Но с каждой минутой управлять самолетом становилось все труднее. Вскоре он стал почти непослушным, летчик с трудом удерживал его в полете. Осталось одно — экипажу выброситься на парашютах. И командир отдал такой приказ.

Все покинули самолет. Прыгали с небольшой высоты, почти одновременно. Это обеспечило приземление недалеко друг от друга. Штурман лейтенант Приходченко, воздушный стрелок сержант Дуденков, воздушный радист сержант Бозалевский собрались быстро. А где же командир? Решили идти в сторону упавшего самолета. Это правило никем не писано, но cтрого выполнялось, когда экипаж покидал самолет с парашютами на своей территории. Тщательный осмотр местности и остатков упавшего самолета никаких результатов не дал — летчика Василия Гречишкина нигде не было. Весь день искал экипаж исчезнувшего командира, и только к концу дня вездесущие мальчишки принесли известие: нашли, жив летчик! Василия Гречишкина извлекли из ямы, заваленной соломой и снегом. У командира не раскрылся парашют. Летчик был без сознания. В таком состоянии и увезли его в госпиталь.

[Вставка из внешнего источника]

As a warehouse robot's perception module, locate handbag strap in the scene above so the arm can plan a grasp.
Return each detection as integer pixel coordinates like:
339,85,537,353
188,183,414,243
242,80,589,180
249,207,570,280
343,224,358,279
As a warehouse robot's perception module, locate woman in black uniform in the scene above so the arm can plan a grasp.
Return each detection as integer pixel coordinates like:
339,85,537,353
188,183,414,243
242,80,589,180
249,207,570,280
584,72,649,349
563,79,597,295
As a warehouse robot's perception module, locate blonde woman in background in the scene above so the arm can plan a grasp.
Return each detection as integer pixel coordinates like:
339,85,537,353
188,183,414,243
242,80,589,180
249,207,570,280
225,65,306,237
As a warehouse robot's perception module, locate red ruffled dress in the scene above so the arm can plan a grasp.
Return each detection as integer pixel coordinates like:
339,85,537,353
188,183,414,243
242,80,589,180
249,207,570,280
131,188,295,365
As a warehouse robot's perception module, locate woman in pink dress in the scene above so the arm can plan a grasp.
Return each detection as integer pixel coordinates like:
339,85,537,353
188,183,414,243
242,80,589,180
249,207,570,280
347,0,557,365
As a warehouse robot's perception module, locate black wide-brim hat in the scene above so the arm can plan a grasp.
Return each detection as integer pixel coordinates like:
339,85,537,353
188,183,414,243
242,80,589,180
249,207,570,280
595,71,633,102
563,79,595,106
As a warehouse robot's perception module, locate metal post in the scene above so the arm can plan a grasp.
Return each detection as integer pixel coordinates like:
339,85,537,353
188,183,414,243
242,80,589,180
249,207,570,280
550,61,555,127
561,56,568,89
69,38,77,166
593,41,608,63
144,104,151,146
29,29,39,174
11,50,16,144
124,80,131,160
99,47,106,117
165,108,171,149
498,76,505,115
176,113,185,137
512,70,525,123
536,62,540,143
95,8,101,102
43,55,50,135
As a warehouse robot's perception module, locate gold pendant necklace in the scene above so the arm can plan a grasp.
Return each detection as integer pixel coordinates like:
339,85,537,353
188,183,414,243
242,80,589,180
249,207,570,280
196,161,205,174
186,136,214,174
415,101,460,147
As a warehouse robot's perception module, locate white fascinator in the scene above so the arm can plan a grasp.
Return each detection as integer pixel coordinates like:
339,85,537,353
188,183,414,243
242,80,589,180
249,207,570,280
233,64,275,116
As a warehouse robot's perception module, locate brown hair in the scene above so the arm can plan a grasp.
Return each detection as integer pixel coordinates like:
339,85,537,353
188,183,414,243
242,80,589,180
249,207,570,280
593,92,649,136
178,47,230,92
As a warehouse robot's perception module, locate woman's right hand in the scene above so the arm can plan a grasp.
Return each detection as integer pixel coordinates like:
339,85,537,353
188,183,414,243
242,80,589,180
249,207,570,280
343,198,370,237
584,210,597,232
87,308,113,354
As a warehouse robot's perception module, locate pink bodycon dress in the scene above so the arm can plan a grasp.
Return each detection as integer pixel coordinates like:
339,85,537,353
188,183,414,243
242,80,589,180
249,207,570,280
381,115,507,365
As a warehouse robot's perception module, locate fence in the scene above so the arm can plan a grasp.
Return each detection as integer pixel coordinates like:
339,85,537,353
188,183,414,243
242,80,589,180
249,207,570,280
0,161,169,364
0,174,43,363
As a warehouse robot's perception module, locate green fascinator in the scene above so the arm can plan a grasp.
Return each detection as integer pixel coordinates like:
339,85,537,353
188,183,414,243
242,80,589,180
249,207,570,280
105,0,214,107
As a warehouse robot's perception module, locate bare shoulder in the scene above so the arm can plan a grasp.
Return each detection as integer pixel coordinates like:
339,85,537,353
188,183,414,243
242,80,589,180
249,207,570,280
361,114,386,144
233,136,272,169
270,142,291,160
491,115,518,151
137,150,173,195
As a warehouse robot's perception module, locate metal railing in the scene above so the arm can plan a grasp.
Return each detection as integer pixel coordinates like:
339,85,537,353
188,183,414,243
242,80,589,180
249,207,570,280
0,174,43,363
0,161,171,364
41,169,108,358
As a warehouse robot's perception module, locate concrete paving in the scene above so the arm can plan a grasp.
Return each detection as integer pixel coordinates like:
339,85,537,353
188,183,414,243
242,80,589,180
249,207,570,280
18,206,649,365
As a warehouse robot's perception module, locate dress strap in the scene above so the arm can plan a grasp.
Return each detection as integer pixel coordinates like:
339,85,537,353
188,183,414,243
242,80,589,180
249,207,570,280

Медики долго боролись за жизнь летчика, упавшего с небес. И спасли его. Старший лейтенант Василий Гречишкин не только остался жив, но еще долго летал, став впоследствии видным летчиком-испытателем.

— Вот уж точно знал, где упадет, — шутили в полку. — Соломки подстелил...

В эти же дни из соседнего, 752-го полка нашей дивизии пришла весть еще более удивительная. Экипаж Жугана, отбомбившись, шел домой. Недалеко от линии фронта налетели «мессеры». Машина была повреждена, стала неуправляемой. Выход один: прыгать! На высоте семь тысяч метров все покинули самолет. Прыгнул и штурман старший лейтенант Иван Михайлович Чиссов. Тугие морозные струи воздуха резанули по лицу. Только хотел дернуть кольцо, как заметил, что за ним погнался «мессер».

«Расстреляет в воздухе, сволочь!» — подумал штурман, решив идти затяжным. И потерял сознание...

Все остальное наблюдали кавалеристы генерала П. А. Белова. Они видели, как с неба камнем летел наш авиатор, как он неподалеку упал. Кавалеристы поспешили к месту падения. С трудом отыскали летчика в глубоком овраге. И самое невероятное, что штурман старший лейтенант Чиссов был жив! Он упал под углом на склон оврага, катился по нему со скольжением, пока не увяз в снегу. И остался жив.

Вот такие удивительные случаи!

У нас же в экипаже все шло своим чередом. 10 февраля 1942 года меня и Куликова вызвал к себе командир полка.

— В тылу у немцев, — сказал подполковник Микрюков, — начали активно действовать партизаны. Против одного из отрядов брошены крупные силы карателей. Надо помочь товарищам.

Он подошел к столу с картой.

— Полетите вот сюда, — Микрюков указал карандашом кружочек, обозначающий район, — в составе эскадрильи. Ваша задача: нанести по фашистам удар и дать возможность партизанам выйти из окружения.

Это уже приказ. Кстати, новый командир полка обладал оригинальной манерой приказывать: начинал говорить спокойно, словно советуясь, постепенно и как-то незаметно облачая разговор в приказную форму. Первое время мы просто терялись, слушая его: никак не определим, где у него кончается беседа и где начинается приказ. Потом привыкли.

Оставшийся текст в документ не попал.